覚悟
俺は、応接室に案内しようと振り返り様、足の小指を柱にぶつけ、死に悶える激痛と戦っていた。
「だ、大丈夫ですかー…?凄い変な声出てましたけど…」
「ああ、ああ…大丈夫。大丈夫だからあそこに…」
応接室の戸を指差し、先へ行くように促す。
彼女は笑いを堪えているのか、今にも吹き出しそうな顔で玄関を上がり応接室に向かっていた。
ムカつくにも程があるだろ。
絶対に今日は厄日だ。そうにちがいない。
先輩の娘が襲来し、玄関を壊され、足の小指をぶつけ……。
そんな考え事をしてるうちに痛みが引いてきた。キッチンへ向かいお茶の準備を、お茶請けのクッキーがあった筈なんだがー…。

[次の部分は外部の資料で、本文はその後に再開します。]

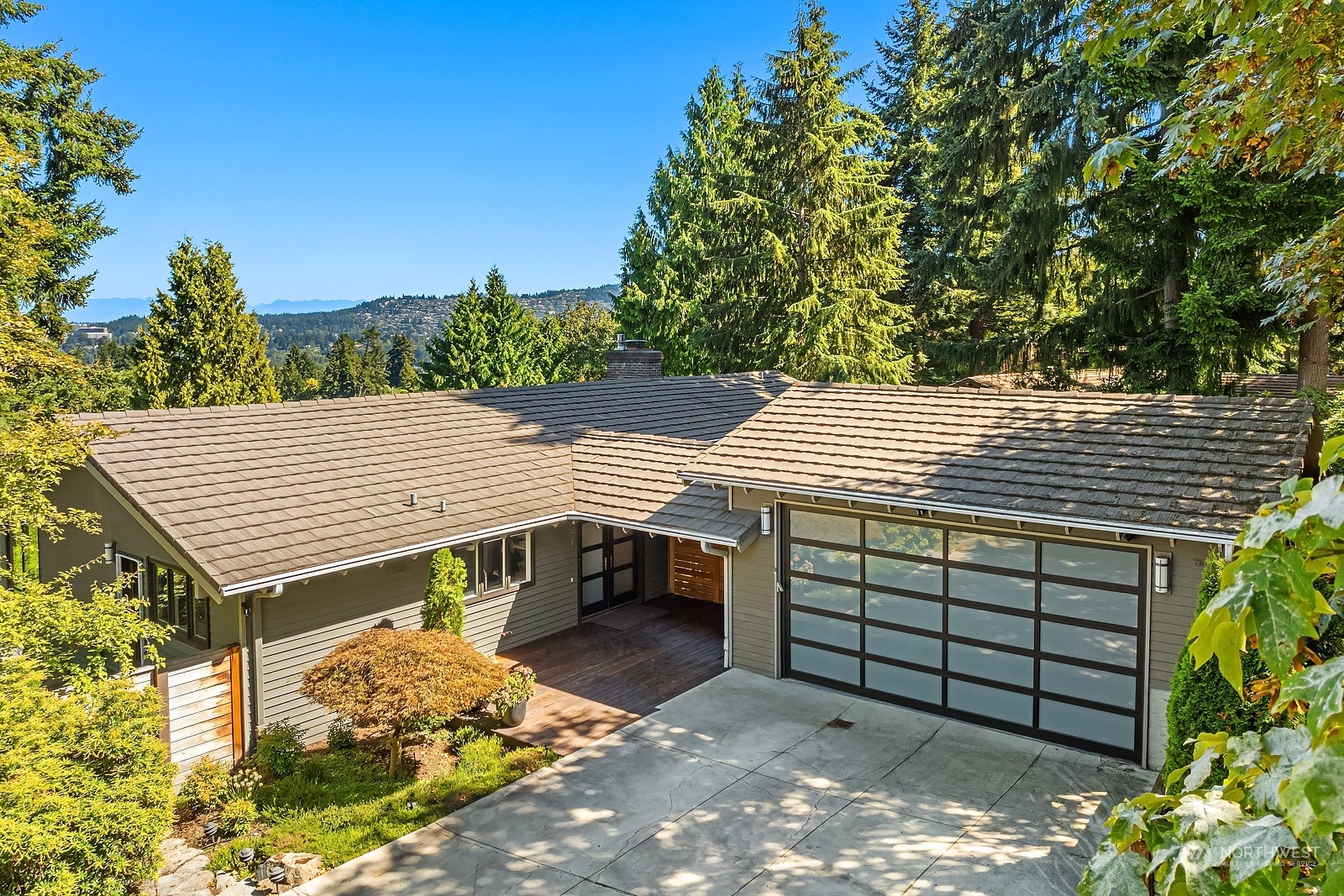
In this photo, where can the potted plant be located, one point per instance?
(511, 700)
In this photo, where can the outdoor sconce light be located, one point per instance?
(1162, 573)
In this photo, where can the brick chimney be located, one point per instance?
(632, 359)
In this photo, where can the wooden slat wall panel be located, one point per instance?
(696, 574)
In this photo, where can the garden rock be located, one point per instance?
(185, 871)
(300, 868)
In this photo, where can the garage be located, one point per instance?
(1005, 629)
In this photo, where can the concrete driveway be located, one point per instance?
(743, 786)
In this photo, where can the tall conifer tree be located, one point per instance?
(300, 376)
(343, 376)
(373, 363)
(401, 365)
(199, 344)
(457, 356)
(820, 231)
(514, 336)
(671, 258)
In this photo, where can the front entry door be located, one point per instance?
(606, 566)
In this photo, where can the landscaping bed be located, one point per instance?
(340, 801)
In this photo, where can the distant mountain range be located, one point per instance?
(100, 311)
(316, 324)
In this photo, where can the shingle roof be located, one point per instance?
(633, 479)
(266, 490)
(1149, 463)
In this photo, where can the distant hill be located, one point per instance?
(416, 316)
(100, 311)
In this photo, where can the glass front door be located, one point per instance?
(606, 567)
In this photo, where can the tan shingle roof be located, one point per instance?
(1152, 463)
(633, 479)
(266, 490)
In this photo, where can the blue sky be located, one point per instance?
(344, 150)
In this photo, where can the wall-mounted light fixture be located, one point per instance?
(1162, 573)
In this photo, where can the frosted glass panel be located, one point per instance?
(824, 629)
(824, 527)
(1089, 725)
(902, 645)
(591, 593)
(1090, 684)
(990, 701)
(992, 550)
(826, 664)
(907, 611)
(904, 574)
(904, 683)
(987, 587)
(824, 595)
(995, 665)
(1089, 644)
(1090, 605)
(837, 564)
(1093, 564)
(998, 627)
(900, 537)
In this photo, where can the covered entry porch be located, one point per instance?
(616, 667)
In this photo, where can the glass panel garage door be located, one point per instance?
(1010, 631)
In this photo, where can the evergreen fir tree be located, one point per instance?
(669, 261)
(199, 345)
(401, 365)
(459, 355)
(373, 363)
(300, 376)
(808, 288)
(514, 336)
(343, 376)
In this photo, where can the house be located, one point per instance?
(1023, 560)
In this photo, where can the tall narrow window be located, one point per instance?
(519, 558)
(492, 564)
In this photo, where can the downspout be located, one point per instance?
(727, 598)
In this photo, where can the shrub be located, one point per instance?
(1202, 701)
(340, 735)
(279, 748)
(206, 786)
(445, 594)
(390, 680)
(85, 785)
(519, 688)
(237, 817)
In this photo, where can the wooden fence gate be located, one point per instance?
(696, 574)
(203, 707)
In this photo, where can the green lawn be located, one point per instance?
(343, 804)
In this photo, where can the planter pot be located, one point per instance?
(515, 715)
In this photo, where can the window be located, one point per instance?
(496, 564)
(132, 589)
(176, 602)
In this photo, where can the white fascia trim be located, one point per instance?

すぐに見つかった。取り敢えず、だが客人は客人、持て成しはしっかりしないとな。
湯が沸き紅茶を汲み、応接室へ。
「紅茶と茶請けだ。」
「あークッキーだ!ありがとうございます!」
茶を出した俺は、向かいのソファーに腰を掛けた。
「改めてだ、俺は葦沢律斗、君のお母さんには高校、大学とお世話になった。いや迷惑を掛けられた。」
「不知火調佳です。母からお話は聞いてます。手塩に掛けて育てたって言ってました……。」
彼女はそう答えると、お茶に手を出し、
とてつもなく嫌な顔をした。
「ぐええ……甘過ぎじゃないですかこれ……」
「は?そんなはず無いだろ。いつも通り砂糖3個だが?ん、美味しいが??」
「あー…甘党なんですね…わかりました。」
「いや…そんなことは無いと思うが…」
甘いものは好きだが甘党だと思ったことは一度もない。
角砂糖なんて4個入れた位じゃ変わらないだろ。
いいや、本題に移そう。
「と、まあそれは今どうでも良い。なんで俺の弟子になろうと??」
「突然ですね…まあいいです。5年前に、母が刺され、そのまま亡くなりました。
母からの手紙には…葦沢さんとの大学時代の事が書いてありました。力になってくれると…。」
「ああ。」
「私は、母を殺した人を絶対に許せないです……。母は、恨まれることをしていたかもしれません…でも…許せないです。」
母の話題になった途端顔が曇り、声色が哀を示し再開を求めていた。
人より聴覚がよく、声色で心情がある程度わかる。
叶わぬ再開を望んでいる。
俺は彼女が差し出した、先輩の残したと言う手紙を受け取り読み始める。
『調佳へ
この手紙を読んでいるとき
お母さんの身に何かが起き、貴女の側を離れた時だと思います。
少し昔のお話をします。
お母さんは大学生の頃、葦沢くんとゼロと呼ばれるお仕事をしていました。
表沙汰になれば、多方面から恨みを買うような事ばかりです。
貴女の側を離れてしまうと言うことは、今まで恨まれることをしてきたお母さんへの罰だと思います。
受け入れられないと思います。
でも、貴女はとても強い子です。
心身ともに逞しく育ってくれました。
でもこんな形で調佳の側を離れてしまった事は許せません。
そこに切ってのお願いです。
この手紙をもって
5年後、葦沢くんの元へ向かってください。葦沢くんは必ず力になってくれます。
最後になるけど、
調佳、こんなお母さんでごめんね。
先に眠るけど許してね。
愛しています。』
最後の方は濡れたような後で字が滲み
読むのが難しかった。
あんなにがさつで、暴力的で、しつこくて、口うるさくて、何かあればすぐ人の家で鍋を作っていたような女がしっかり母親をしていた事に驚きを隠せなかった。
いつしか、胸の奥に閉じ込めたはずの恋心を不覚にも思い出してしまった。
めんどくさいが託された以上、彼女の力になろう。
そう腹に決め、目の前に座っていた彼女の姿が見当たらず首を動かし探していると、肩にずっしりとした重みが加わった。